This however, is a legend, and legends never need truth to be interesting. As a rule of thumb, the more interesting the legend, the less likelihood of its truth. And this legend stands among the most interesting.
The Native Americans were the first people to make maple syrup, which can be expected, since they were the first inhabitants of North America, and this is the only part of the world in which maple syrup can be made. If you think about everything that is needed to make maple syrup, the proper season, the proper tree, all the boiling, it makes you wonder how anyone ever thought to try it.
One day in early spring, an Indian chief came home from a long day of hunting and stuck his tomahawk in one of the trees outside his longhouse, as he did every night. Now being that maple trees are very abundant in his area, this happened to be a maple.

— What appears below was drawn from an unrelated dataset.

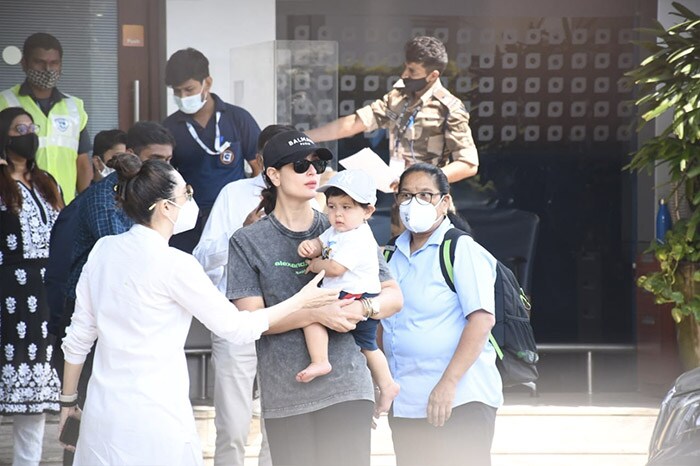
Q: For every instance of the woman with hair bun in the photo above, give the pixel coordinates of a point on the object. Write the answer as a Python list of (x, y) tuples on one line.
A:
[(138, 296), (29, 204)]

The next morning the chief woke and left for another hunt, taking his tomahawk from the tree. It just happened that there was a bowl sitting at the base of this tree, directly under the gash made by the chief's tomahawk. As the warm spring sun shone on the maple tree, the sap began to run out of the gash, down the trunk, and dripped into the bowl. As evening approached, the chief's daughter began to prepare dinner. She needed a pail of water to boil dinner in though. As she walked past the tree on her way down to the creek, she noticed the bowl full of "water" sitting by the tree. Rather than walk all the way to the creek, the chief's daughter decided to use this "water." As the dinner boiled, the "water" boiled away, and by the time dinner was done, the "water", which was actually maple sap, had boiled down to the first maple syrup. With a little experimenting, the chief and his daughter discovered how and when to make this new all natural sweetener. From that point on, maple syrup became an important part of the Native American's diet.